Air attack planned on big California wildfire as evacuations end

By Jacob Adelman, AP
Friday, July 30, 2010

Calif. wildfire forces hundreds from homes

PALMDALE, Calif. — A huge wildfire churned through high desert wilderness north of Los Angeles on Friday, destroying a few buildings and forcing people from about 2,000 homes. Most of the displaced residents were allowed to return as the threat eased.

One single-family home and three mobile home residences were destroyed, another house had roof damage and various other outbuildings and garages were lost in the horse country region, authorities said.

A DC-10 jumbo jet tanker that can carry 12,000-gallon loads dropped swaths of retardant to block the 12½-square-mile blaze, leaving orange slashes across ridges. Containment was estimated at only 5 percent.

The blaze erupted Thursday afternoon and prompted the evacuation of about 2,000 Antelope Valley homes, but most had returned by early Friday, Los Angeles County fire and sheriff’s officials said.

Flames up to 50 feet high threatened the communities of Leona Valley, Anaverde and Ranch Vista but cool, windless overnight weather helped ease the threat.

Robert Arujo, 60, a retired phone technician, said he and his family watched a scary sight of flames burning fiercely on a hill just over the walls of his Rancho Vista subdivision.

“They looked like they were going to jump over,” he said.

Arujo decided not to leave despite a call from the Sheriff’s Department urging him to do so, and the family spent a tense night barely sleeping.

“It was frantic. Horrific. My wife and daughter were just totally — ‘Should we go? Should we go? Should we go?’ non-stop,” he said.

On Thursday, the fire stopped at the California Aqueduct, which runs along foothills of the San Gabriel Mountains. The concrete channel acted as a natural firebreak, fire Inspector Matt Levesque said.

“That fire burned right up to the homes (but there is) no more fuel for it to burn,” he said.

Aircraft and about 750 firefighters were concentrating on protecting the densely populated Palmdale area a few miles away and a cluster of power transmission lines that provide electricity to much of Southern California.

A forecast of gusty afternoon winds and a high of 98 degrees were expected to pose a challenge for crews.

The fire broke out near a state highway that snakes through the San Gabriel Mountains, connecting Los Angeles to the high desert. Angeles National Forest lands lie on either side.

Bryant said fire investigators were focusing on some workers who were trying to remove a tire rim by hammering on bolts. He said the workers were cooperating with the investigation.

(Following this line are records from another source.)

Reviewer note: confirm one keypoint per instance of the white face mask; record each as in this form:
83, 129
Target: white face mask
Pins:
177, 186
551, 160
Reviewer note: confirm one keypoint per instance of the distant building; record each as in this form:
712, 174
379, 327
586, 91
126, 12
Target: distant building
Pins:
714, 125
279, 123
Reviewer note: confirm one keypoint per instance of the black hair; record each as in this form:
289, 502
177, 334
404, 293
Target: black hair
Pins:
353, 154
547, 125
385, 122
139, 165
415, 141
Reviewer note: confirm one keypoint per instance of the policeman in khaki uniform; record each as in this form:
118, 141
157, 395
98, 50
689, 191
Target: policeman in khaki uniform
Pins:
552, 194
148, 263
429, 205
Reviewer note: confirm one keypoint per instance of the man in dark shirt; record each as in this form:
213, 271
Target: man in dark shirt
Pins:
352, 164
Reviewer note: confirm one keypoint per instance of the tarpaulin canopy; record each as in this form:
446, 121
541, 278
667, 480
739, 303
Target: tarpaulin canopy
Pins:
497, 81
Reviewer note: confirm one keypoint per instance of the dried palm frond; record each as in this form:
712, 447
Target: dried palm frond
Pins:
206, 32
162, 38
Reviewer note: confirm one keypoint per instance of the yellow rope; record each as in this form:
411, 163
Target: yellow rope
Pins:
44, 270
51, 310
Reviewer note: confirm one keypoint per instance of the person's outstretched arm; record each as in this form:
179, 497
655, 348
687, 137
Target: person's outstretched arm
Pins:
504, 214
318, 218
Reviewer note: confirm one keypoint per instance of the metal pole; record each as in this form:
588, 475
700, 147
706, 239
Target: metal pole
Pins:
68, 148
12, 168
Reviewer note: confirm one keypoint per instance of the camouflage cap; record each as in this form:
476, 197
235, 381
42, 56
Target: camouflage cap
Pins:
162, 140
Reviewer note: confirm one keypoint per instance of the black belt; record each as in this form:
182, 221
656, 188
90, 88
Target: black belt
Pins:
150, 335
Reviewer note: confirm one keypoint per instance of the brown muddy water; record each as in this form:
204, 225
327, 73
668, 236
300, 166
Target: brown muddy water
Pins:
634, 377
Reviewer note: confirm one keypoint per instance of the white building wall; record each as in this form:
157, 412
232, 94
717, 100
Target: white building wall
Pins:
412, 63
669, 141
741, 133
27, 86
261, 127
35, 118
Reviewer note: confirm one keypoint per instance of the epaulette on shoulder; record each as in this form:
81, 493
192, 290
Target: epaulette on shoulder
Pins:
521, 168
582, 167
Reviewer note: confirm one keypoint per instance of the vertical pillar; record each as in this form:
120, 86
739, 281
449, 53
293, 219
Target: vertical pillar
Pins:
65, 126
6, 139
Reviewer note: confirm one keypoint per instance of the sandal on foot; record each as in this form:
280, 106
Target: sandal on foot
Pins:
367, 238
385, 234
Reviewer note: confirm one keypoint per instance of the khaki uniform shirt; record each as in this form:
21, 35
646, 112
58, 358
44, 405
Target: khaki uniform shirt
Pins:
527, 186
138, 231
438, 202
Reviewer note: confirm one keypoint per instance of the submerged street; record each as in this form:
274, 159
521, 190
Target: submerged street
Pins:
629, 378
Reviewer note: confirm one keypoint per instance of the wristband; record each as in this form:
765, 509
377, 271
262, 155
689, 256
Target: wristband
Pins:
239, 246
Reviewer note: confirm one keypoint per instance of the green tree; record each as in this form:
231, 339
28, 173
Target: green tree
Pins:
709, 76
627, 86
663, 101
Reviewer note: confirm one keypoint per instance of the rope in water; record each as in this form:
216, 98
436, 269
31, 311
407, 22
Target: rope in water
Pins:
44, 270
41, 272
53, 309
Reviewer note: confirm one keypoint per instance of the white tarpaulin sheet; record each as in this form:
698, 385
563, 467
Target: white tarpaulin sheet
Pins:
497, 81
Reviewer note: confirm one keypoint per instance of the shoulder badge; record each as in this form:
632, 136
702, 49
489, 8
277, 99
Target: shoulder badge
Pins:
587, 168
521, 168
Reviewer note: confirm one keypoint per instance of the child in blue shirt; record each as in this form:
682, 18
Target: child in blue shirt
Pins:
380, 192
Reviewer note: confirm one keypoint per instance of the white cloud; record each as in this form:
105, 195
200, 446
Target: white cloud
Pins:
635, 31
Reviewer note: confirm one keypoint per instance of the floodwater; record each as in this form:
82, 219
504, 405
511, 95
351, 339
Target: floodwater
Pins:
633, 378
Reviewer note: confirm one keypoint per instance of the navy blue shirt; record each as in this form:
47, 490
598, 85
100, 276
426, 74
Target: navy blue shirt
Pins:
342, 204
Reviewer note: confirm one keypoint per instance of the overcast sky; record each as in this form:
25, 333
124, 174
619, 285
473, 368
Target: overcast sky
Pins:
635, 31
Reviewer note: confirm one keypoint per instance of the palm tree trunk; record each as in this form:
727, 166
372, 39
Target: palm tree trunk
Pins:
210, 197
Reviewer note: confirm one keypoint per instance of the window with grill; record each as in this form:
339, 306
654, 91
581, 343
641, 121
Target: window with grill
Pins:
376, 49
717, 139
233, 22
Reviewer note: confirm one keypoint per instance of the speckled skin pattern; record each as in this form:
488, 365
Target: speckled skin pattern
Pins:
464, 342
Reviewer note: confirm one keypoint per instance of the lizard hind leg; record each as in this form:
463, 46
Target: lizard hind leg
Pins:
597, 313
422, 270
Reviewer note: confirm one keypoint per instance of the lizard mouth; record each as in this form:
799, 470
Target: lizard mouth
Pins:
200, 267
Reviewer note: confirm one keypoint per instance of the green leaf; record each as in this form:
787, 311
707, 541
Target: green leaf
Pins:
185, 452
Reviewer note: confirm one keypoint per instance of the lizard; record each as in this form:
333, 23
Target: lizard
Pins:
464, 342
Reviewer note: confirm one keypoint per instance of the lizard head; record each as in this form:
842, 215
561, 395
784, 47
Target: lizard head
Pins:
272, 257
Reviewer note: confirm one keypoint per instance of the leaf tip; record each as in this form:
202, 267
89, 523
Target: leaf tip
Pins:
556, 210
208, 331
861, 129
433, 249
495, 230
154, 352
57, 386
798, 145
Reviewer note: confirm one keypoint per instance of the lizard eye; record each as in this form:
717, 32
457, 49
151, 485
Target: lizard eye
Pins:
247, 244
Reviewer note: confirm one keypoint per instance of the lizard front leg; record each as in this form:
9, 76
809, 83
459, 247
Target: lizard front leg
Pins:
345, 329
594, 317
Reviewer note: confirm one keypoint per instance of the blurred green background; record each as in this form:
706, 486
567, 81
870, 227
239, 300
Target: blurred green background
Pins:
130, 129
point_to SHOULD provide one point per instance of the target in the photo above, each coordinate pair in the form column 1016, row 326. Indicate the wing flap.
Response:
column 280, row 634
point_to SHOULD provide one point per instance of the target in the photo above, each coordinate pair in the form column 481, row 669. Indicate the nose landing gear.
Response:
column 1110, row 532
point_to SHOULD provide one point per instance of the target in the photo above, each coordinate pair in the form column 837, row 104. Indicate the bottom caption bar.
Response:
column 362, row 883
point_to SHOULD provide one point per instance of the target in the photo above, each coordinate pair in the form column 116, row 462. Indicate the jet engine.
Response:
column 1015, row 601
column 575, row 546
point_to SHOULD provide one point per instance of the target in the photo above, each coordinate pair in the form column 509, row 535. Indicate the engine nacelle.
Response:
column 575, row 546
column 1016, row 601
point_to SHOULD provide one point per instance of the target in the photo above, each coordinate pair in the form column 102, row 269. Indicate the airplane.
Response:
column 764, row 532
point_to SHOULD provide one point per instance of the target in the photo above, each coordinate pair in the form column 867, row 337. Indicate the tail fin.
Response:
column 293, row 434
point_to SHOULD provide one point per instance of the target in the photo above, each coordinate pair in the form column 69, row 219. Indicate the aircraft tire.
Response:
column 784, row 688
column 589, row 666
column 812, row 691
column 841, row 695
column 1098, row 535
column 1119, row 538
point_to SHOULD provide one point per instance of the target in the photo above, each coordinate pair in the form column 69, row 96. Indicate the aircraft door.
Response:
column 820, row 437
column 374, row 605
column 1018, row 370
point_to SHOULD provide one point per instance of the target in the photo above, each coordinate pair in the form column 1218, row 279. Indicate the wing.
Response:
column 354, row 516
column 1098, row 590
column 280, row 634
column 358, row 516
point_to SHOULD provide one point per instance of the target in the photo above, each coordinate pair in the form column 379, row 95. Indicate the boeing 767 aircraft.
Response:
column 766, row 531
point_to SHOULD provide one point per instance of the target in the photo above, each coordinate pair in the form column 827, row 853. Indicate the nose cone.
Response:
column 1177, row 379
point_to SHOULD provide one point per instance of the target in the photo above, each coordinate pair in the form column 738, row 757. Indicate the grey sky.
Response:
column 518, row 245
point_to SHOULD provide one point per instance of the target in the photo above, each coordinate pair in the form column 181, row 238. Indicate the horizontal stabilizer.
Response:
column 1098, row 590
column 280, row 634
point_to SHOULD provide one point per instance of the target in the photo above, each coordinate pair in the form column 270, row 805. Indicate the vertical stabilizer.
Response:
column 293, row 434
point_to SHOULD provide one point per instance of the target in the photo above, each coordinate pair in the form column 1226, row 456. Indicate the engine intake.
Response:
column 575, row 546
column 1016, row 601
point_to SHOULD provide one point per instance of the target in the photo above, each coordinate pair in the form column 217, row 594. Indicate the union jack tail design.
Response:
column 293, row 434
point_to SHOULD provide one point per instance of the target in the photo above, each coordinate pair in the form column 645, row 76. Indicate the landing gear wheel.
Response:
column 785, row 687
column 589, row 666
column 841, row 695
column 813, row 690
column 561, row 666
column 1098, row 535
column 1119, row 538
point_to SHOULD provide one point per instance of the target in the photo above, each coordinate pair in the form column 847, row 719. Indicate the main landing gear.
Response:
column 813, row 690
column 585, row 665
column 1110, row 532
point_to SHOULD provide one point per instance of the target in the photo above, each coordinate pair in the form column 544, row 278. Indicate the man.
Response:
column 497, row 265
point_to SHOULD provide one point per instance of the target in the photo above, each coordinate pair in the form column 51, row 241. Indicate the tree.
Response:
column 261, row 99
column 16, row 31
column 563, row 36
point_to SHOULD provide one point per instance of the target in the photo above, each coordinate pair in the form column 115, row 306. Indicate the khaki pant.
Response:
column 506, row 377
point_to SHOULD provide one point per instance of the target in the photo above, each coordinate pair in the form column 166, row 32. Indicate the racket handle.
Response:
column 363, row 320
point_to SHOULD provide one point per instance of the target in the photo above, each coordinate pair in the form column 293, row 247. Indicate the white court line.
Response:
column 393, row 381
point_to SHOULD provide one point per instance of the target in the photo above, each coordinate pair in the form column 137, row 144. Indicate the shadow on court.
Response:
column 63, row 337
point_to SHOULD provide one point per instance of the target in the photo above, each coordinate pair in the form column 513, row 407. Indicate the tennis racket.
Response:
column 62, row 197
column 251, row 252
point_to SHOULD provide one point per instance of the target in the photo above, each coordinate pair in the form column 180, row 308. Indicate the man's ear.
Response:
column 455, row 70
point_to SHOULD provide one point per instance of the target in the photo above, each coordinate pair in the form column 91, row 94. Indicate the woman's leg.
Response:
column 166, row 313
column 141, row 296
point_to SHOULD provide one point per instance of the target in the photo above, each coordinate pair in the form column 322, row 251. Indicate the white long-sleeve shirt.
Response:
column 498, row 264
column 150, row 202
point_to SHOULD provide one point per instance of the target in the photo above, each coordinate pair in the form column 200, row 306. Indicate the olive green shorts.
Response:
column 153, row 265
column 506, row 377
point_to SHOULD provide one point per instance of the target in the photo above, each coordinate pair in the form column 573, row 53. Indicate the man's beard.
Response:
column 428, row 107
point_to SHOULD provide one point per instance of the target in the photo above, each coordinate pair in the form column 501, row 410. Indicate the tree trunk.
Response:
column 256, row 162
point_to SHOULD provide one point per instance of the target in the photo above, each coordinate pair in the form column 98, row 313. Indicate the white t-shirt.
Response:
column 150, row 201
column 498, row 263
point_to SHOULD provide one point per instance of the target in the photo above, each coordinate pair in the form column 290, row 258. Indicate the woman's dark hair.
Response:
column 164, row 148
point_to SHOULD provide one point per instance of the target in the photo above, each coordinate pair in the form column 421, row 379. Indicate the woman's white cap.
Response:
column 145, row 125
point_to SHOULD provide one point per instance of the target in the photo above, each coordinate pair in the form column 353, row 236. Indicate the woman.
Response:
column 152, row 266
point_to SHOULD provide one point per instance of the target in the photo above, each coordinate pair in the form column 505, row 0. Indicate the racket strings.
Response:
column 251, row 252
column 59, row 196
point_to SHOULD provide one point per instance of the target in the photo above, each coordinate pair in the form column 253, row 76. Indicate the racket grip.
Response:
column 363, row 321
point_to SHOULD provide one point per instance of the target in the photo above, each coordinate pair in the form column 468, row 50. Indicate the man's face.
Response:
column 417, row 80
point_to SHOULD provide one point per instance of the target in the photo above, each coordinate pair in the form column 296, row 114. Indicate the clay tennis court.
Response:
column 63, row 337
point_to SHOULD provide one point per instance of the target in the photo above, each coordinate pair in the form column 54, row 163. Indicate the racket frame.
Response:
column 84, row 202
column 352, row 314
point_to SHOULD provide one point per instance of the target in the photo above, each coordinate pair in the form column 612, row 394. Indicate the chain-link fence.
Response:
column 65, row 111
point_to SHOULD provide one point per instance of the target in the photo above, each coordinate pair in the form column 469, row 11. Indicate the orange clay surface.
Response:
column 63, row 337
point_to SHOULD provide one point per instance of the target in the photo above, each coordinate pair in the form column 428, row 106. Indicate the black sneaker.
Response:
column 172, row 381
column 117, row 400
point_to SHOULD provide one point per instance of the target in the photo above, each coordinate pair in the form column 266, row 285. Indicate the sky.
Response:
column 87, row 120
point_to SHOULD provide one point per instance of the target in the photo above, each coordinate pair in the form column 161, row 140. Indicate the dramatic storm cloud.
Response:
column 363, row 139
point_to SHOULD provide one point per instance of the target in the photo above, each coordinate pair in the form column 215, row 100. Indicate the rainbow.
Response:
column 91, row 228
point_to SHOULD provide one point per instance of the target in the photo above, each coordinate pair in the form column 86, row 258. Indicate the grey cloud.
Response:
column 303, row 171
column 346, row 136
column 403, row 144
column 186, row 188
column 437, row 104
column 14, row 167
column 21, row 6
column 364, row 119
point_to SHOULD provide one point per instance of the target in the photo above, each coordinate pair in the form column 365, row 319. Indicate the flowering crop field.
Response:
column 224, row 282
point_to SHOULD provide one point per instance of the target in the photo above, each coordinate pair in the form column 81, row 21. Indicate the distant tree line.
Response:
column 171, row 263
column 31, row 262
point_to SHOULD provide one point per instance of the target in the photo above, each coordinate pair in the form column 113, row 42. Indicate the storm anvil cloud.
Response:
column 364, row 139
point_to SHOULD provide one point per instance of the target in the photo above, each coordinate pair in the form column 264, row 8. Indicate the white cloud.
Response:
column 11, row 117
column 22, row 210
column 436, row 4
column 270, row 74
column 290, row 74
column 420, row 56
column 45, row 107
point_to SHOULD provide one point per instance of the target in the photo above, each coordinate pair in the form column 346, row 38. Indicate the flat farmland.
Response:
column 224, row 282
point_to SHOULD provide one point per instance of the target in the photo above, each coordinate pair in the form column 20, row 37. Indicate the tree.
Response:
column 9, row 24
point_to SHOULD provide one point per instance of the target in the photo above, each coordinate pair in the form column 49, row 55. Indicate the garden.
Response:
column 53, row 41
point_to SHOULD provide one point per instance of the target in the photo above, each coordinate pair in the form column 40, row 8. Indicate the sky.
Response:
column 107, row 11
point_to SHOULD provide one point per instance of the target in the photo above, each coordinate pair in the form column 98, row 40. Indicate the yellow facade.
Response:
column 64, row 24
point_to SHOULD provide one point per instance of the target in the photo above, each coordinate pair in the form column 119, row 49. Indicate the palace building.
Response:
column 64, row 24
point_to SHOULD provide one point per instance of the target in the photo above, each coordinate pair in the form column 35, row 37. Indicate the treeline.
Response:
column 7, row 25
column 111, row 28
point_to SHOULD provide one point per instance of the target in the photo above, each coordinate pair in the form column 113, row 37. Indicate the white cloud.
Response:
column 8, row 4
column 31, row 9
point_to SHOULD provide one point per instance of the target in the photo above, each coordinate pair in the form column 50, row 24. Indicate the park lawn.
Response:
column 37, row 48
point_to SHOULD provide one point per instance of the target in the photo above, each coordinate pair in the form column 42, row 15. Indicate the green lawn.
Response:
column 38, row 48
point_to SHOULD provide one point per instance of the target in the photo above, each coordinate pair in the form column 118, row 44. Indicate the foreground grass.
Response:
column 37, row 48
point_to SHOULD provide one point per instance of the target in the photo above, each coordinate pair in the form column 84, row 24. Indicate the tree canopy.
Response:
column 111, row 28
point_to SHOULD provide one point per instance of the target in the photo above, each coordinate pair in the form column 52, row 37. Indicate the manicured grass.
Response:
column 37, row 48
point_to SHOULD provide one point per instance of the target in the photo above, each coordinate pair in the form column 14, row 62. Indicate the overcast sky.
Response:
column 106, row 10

Southern California’s big wildfires are usually associated with the fierce Santa Ana winds that blow withering dry air from the interior toward the coast. Winds this week have been blowing inland from out of the southwest as California experiences an unusually cool July with persistent coastal clouds and record lows.

Elsewhere, good weather in neighboring Kern County helped firefighters build containment lines around two wildfires that destroyed homes in remote mountain communities earlier in the week.

A 2½-square-mile blaze near Tehachapi on the western edge of the Mojave Desert was 46 percent contained after burning about 30 homes and other structures in a scattered community called Old West Ranch.

The community nonetheless remained evacuated, affecting about 150 people, said John Buchanan, spokesman for the California Department of Forestry and Fire Protection.

The blaze erupted Tuesday afternoon and rapidly swept through an area where Kern County fire authorities say there is no history of any fires on record, meaning vegetation hadn’t burned there in more than a century.

To the north, a fire that destroyed eight residences and a few outbuildings as it spread across about 26 square miles of the Sequoia National Forest in the Sierra Nevada was 55 percent contained, authorities said.